News & Insights
How You Hold Property Matters: Washington Estate Tax Planning for Residents and Non-Residents
The method by which you hold your assets can dramatically impact your exposure to the Washington State estate tax, particularly for real property. Estate planning should look beyond simple ownership and consider entity structures to optimize tax treatment.
For Washington Residents with Out-of-State Real Property:
Washington residents who own real estate in other states often find it beneficial to hold that property in a Revocable Living Trust. This common strategy helps the estate administration process by preventing the need for an ancillary probate (a separate probate process) in the state where the property is located. While this is primarily an administrative benefit, it highlights the importance of property holding methods in streamlining the transfer of assets upon death.
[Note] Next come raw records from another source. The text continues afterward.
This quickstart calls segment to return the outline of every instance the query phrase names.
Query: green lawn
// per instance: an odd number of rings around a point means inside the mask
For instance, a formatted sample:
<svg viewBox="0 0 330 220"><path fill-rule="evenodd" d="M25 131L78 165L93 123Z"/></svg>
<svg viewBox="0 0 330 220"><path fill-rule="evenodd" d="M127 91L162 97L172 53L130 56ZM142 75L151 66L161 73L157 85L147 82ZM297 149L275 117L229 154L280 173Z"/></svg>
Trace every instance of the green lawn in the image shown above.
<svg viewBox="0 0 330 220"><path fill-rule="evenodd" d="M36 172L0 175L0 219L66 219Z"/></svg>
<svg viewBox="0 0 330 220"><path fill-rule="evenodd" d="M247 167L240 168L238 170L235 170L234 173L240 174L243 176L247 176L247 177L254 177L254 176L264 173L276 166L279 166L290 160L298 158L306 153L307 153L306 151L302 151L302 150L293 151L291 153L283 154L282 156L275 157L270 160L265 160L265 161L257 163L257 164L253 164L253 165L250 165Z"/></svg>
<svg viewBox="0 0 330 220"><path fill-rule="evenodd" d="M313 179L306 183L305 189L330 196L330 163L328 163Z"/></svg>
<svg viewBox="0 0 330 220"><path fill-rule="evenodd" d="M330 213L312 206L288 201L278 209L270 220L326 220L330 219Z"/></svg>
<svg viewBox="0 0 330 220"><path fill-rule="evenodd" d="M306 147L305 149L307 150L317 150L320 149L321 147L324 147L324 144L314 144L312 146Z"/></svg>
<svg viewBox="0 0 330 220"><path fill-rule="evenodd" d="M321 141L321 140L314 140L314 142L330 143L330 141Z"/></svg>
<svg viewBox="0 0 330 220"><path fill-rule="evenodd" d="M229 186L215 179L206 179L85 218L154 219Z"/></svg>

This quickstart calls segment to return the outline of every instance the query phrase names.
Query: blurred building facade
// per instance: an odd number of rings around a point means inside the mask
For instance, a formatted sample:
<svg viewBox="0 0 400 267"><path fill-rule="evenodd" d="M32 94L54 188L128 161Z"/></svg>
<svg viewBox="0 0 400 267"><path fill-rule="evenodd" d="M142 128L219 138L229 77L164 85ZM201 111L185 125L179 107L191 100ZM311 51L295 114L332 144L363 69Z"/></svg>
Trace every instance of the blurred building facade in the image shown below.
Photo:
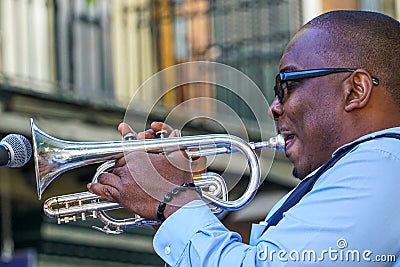
<svg viewBox="0 0 400 267"><path fill-rule="evenodd" d="M400 18L400 0L1 0L0 134L29 138L32 117L60 139L119 140L116 127L132 96L158 103L151 114L134 113L134 128L162 120L175 106L200 97L226 103L251 125L251 110L216 85L184 85L168 92L139 88L176 64L213 61L248 75L271 102L286 43L303 23L333 9L375 10ZM218 106L207 103L200 109L222 115L218 123L229 124L230 114ZM218 123L189 120L185 131L215 133L223 130ZM274 134L273 128L265 131ZM250 133L250 138L258 136ZM85 191L94 170L63 174L43 197ZM161 266L151 246L152 230L110 237L89 223L58 226L44 218L34 183L32 161L0 170L3 260L17 255L33 266ZM278 153L251 205L221 219L247 240L250 223L262 219L295 184L289 162Z"/></svg>

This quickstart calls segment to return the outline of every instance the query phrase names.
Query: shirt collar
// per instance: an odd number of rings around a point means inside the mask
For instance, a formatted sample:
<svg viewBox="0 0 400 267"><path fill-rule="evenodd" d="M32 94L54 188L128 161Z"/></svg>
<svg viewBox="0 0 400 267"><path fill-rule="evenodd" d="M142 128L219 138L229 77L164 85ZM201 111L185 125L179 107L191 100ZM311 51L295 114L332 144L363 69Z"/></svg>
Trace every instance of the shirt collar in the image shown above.
<svg viewBox="0 0 400 267"><path fill-rule="evenodd" d="M336 149L336 150L333 152L332 157L335 156L337 153L341 152L341 151L342 151L343 149L345 149L346 147L348 147L348 146L350 146L351 144L355 143L355 142L358 142L358 141L360 141L360 140L367 139L367 138L369 138L369 137L381 135L381 134L384 134L384 133L400 133L400 127L388 128L388 129L385 129L385 130L382 130L382 131L378 131L378 132L374 132L374 133L370 133L370 134L361 136L360 138L354 140L353 142L347 143L347 144L345 144L345 145L339 147L338 149ZM321 166L322 166L322 165L321 165ZM314 175L314 174L319 170L319 168L321 168L321 166L318 167L317 169L315 169L314 171L312 171L312 172L311 172L310 174L308 174L305 178L308 178L308 177ZM304 180L304 179L303 179L303 180Z"/></svg>
<svg viewBox="0 0 400 267"><path fill-rule="evenodd" d="M348 147L351 144L355 143L355 142L358 142L358 141L361 141L361 140L364 140L364 139L367 139L367 138L370 138L370 137L374 137L374 136L377 136L377 135L385 134L385 133L400 133L400 127L388 128L388 129L385 129L385 130L382 130L382 131L378 131L378 132L374 132L374 133L370 133L370 134L361 136L360 138L354 140L353 142L347 143L347 144L339 147L338 149L336 149L333 152L332 157L335 156L340 151L342 151L343 149L345 149L346 147Z"/></svg>

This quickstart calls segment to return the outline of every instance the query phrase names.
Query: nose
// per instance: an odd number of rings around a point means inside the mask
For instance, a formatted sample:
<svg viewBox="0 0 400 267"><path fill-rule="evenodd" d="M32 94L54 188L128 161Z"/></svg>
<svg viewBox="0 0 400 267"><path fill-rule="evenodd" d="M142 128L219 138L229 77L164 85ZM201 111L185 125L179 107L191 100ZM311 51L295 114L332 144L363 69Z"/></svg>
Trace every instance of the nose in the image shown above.
<svg viewBox="0 0 400 267"><path fill-rule="evenodd" d="M268 115L271 119L277 121L279 116L283 114L283 105L279 102L278 97L275 97L274 101L271 103L271 106L268 110Z"/></svg>

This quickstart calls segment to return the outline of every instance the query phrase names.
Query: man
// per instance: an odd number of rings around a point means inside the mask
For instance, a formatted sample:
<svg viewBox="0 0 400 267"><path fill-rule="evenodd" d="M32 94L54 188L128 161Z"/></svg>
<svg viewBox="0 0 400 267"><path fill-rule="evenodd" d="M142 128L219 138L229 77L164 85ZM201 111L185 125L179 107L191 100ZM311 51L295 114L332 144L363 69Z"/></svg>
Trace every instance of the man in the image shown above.
<svg viewBox="0 0 400 267"><path fill-rule="evenodd" d="M154 248L171 266L400 266L399 22L323 14L293 37L279 69L270 115L302 182L253 226L249 245L195 190L175 194L160 215L165 192L192 179L180 153L131 153L89 189L167 218Z"/></svg>

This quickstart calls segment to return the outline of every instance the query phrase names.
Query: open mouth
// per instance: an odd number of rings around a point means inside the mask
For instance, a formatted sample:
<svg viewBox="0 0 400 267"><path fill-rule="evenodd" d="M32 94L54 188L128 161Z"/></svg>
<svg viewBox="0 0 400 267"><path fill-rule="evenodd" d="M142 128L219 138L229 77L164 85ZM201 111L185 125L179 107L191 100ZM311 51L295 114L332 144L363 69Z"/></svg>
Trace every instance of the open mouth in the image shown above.
<svg viewBox="0 0 400 267"><path fill-rule="evenodd" d="M288 134L288 135L285 137L285 146L286 146L286 150L288 150L288 149L292 146L292 144L293 144L293 142L294 142L294 137L295 137L294 134Z"/></svg>

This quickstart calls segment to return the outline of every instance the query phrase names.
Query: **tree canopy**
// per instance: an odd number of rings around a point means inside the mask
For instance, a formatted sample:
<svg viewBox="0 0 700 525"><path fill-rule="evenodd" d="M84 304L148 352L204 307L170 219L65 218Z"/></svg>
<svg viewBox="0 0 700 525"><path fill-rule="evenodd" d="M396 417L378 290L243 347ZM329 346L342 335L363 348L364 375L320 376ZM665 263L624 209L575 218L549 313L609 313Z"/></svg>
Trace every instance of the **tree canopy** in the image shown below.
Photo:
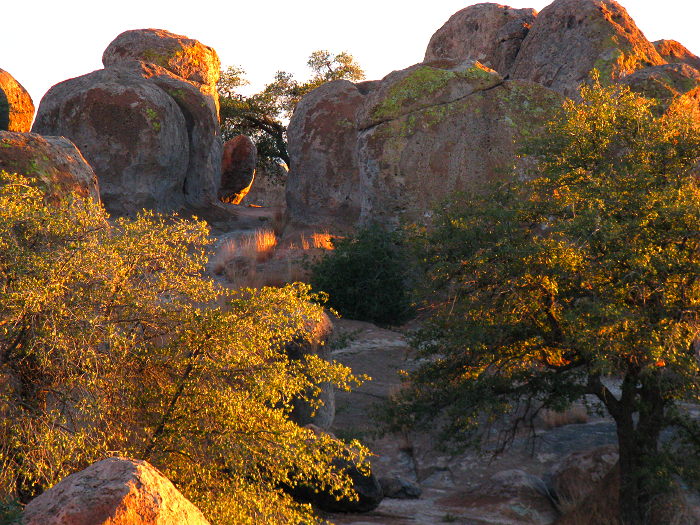
<svg viewBox="0 0 700 525"><path fill-rule="evenodd" d="M278 71L262 91L249 96L239 92L248 83L242 68L229 67L222 72L218 91L224 140L248 135L258 148L261 162L281 159L289 165L286 122L302 97L326 82L365 78L362 68L346 52L334 55L326 50L314 51L307 65L312 71L310 79L300 82L291 73Z"/></svg>
<svg viewBox="0 0 700 525"><path fill-rule="evenodd" d="M314 523L280 486L351 494L332 461L365 449L290 420L350 370L290 341L308 287L228 291L203 276L204 223L48 198L0 173L0 495L22 501L111 455L146 459L217 523Z"/></svg>
<svg viewBox="0 0 700 525"><path fill-rule="evenodd" d="M700 119L652 105L594 78L527 145L528 179L460 195L419 233L427 361L394 408L442 414L463 443L499 422L506 445L539 410L595 396L617 427L625 524L654 522L674 474L700 478L683 405L700 401Z"/></svg>

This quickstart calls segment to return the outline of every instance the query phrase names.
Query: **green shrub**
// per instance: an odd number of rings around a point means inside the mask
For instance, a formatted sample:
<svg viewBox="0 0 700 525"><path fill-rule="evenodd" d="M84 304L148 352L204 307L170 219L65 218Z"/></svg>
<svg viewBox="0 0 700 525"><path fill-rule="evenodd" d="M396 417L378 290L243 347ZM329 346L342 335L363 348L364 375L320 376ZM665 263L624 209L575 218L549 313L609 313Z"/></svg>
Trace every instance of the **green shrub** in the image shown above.
<svg viewBox="0 0 700 525"><path fill-rule="evenodd" d="M410 263L400 232L370 225L333 246L311 267L311 285L328 293L331 307L345 317L383 325L410 318Z"/></svg>

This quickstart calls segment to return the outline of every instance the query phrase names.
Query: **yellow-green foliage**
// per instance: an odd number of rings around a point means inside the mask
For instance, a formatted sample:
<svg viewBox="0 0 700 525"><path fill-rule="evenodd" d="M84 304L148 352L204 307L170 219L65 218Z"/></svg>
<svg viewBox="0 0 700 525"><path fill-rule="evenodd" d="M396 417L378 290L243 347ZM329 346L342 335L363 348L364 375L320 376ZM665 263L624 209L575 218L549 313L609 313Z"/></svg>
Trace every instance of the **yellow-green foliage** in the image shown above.
<svg viewBox="0 0 700 525"><path fill-rule="evenodd" d="M216 523L315 522L282 484L348 493L330 461L365 450L288 418L313 385L355 382L286 357L321 307L304 285L217 287L208 244L204 223L108 220L0 173L0 493L26 501L115 454L153 463Z"/></svg>

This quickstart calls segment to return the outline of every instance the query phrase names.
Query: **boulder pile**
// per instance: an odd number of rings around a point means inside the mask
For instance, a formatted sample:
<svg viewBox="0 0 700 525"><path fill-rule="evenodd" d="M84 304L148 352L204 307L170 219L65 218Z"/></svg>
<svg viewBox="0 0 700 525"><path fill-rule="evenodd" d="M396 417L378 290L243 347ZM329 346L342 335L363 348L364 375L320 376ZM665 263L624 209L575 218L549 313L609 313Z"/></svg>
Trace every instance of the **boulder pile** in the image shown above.
<svg viewBox="0 0 700 525"><path fill-rule="evenodd" d="M108 211L170 211L216 201L221 151L216 52L160 29L126 31L104 69L53 86L32 130L72 140Z"/></svg>
<svg viewBox="0 0 700 525"><path fill-rule="evenodd" d="M649 42L614 0L555 0L539 14L469 6L433 35L422 63L302 99L288 127L289 216L336 229L421 220L456 190L522 172L521 139L591 70L665 108L700 101L699 65L675 41Z"/></svg>

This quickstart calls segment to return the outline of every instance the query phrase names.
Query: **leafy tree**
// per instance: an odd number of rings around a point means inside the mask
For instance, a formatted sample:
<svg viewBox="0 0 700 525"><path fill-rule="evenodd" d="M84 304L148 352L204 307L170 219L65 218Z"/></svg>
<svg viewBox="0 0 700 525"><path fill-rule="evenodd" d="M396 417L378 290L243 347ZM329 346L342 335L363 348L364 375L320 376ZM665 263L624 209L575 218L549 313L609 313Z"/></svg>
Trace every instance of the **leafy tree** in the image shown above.
<svg viewBox="0 0 700 525"><path fill-rule="evenodd" d="M526 148L531 179L458 197L418 235L428 362L394 410L442 414L462 443L506 428L505 446L540 409L595 396L617 428L622 523L660 523L672 476L700 477L683 459L700 451L684 409L700 401L700 119L596 78L581 99Z"/></svg>
<svg viewBox="0 0 700 525"><path fill-rule="evenodd" d="M0 174L0 496L26 502L115 453L147 459L220 523L311 523L278 487L350 494L347 445L292 423L350 371L292 361L322 309L309 288L231 292L203 277L204 223L108 221Z"/></svg>
<svg viewBox="0 0 700 525"><path fill-rule="evenodd" d="M332 80L357 82L365 78L353 56L345 52L333 55L325 50L314 51L307 65L313 72L309 80L299 82L291 73L278 71L271 83L250 96L239 93L248 83L243 69L229 67L222 72L218 91L224 140L248 135L258 148L261 162L281 159L289 165L286 122L302 97Z"/></svg>

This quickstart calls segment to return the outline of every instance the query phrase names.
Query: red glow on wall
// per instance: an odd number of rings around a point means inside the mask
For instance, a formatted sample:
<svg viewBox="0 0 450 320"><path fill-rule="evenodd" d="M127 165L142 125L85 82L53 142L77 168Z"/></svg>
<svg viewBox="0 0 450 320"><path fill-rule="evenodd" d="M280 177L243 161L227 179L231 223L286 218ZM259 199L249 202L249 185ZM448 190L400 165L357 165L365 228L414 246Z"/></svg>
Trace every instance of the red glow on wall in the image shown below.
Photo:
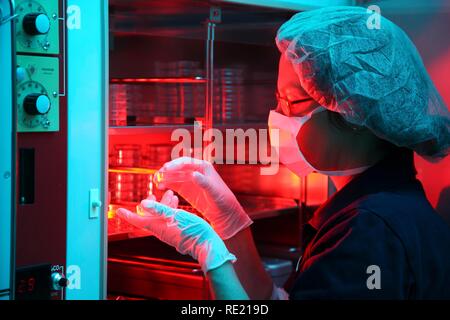
<svg viewBox="0 0 450 320"><path fill-rule="evenodd" d="M450 106L450 86L448 85L450 50L443 52L432 63L428 63L427 69L448 108ZM422 181L428 200L440 214L450 217L450 199L445 196L445 190L450 188L450 157L438 163L427 162L418 156L415 160L418 178Z"/></svg>

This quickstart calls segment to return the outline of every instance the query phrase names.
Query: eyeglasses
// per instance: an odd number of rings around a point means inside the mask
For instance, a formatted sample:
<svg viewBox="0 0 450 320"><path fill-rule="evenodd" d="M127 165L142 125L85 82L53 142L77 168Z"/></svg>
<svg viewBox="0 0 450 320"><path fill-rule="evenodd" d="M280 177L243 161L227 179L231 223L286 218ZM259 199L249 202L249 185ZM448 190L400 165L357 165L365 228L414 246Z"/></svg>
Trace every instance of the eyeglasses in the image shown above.
<svg viewBox="0 0 450 320"><path fill-rule="evenodd" d="M278 92L275 92L275 96L277 97L278 106L281 107L281 111L283 111L283 114L288 117L291 116L291 109L293 105L311 100L311 98L306 98L291 101L286 97L282 97Z"/></svg>

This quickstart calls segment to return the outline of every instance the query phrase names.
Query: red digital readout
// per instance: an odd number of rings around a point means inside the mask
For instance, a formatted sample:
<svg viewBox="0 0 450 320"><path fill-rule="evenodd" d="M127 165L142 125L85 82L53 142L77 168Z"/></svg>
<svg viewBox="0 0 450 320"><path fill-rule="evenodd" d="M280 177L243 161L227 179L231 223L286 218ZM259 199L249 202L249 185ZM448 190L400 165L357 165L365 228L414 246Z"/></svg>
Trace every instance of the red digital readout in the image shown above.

For Non-Residents with Washington Real Property:
Non-residents who own real estate in Washington must be aware that this property is generally subject to Washington’s estate tax. However, a significant tax-planning strategy involves holding the Washington real estate in a Limited Liability Company (LLC). By placing the real property into an LLC, the “owned asset” for tax purposes, is intangible personalty (like a membership interest in a business), rather than real estate. Intangible personalty owned by a non-domiciliary of Washington is typically not subject to Washington’s estate tax, providing a substantial planning opportunity to shield these assets.